Background technology
The detection of moving target is the important research content of machine vision and image processing field always.At aspects such as supervisory system, safety-protection system, military fields important using value is arranged.Object detection method commonly used have powerful connections method of difference, optical flow method, frame difference method etc.The background subtraction point-score can be partitioned into Moving Objects complete, rapidly.Weak point is to be subject to the impact that light changes.Optical flow method can detect the object of self-movement, can be used for the situation of cam movement, but calculation of complex is consuming time, is difficult to detect in real time.Frame difference method is subjected to the light variable effect less, Simple fast, but can not be partitioned into complete Moving Objects, need further to use the Target Segmentation algorithm.In addition, because general target identification system has the requirement of real-time to the detection of target, the algorithm that operand is larger is difficult to satisfy this requirement.
Therefore design that a kind of operand is less, the more much higher moving target detecting method of reliability has important using value.
Summary of the invention
Technical matters to be solved by this invention is, designs a kind of moving target detecting method, can realize the detection to multiple mobile object in the consecutive image.

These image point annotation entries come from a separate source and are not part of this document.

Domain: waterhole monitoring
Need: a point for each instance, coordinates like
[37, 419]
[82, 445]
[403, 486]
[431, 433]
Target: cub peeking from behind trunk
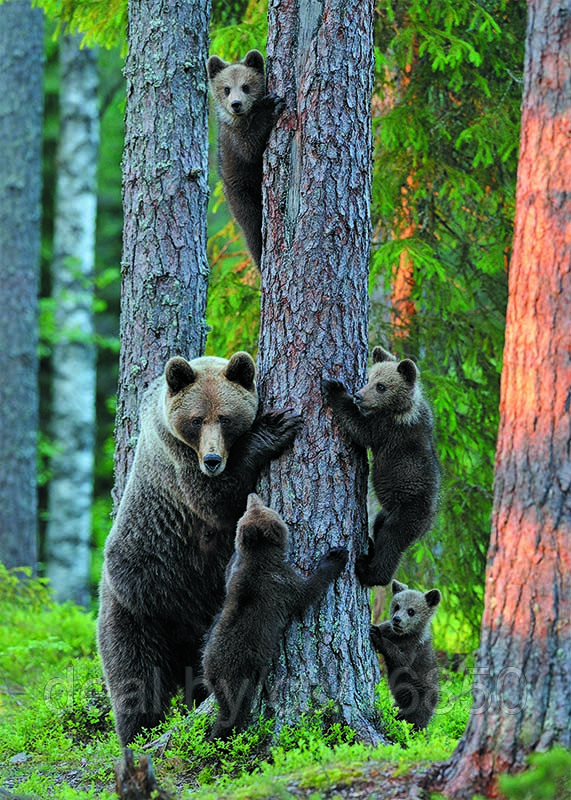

The technical solution adopted in the present invention is: a kind of multiple mobile object detection method, and adopt frame difference method to carry out the extraction of moving target, utilize potential function method to carry out the location of target.In a fixing scene, when having moving object, can there be certain difference between adjacent two two field pictures that collect, can extract moving target by the calculus of differences to adjacent image.Central point take the pixel of the moving target that extracts as potential function is set up the potential map of scene, and the maximum point of potential map is defined as the center of moving target.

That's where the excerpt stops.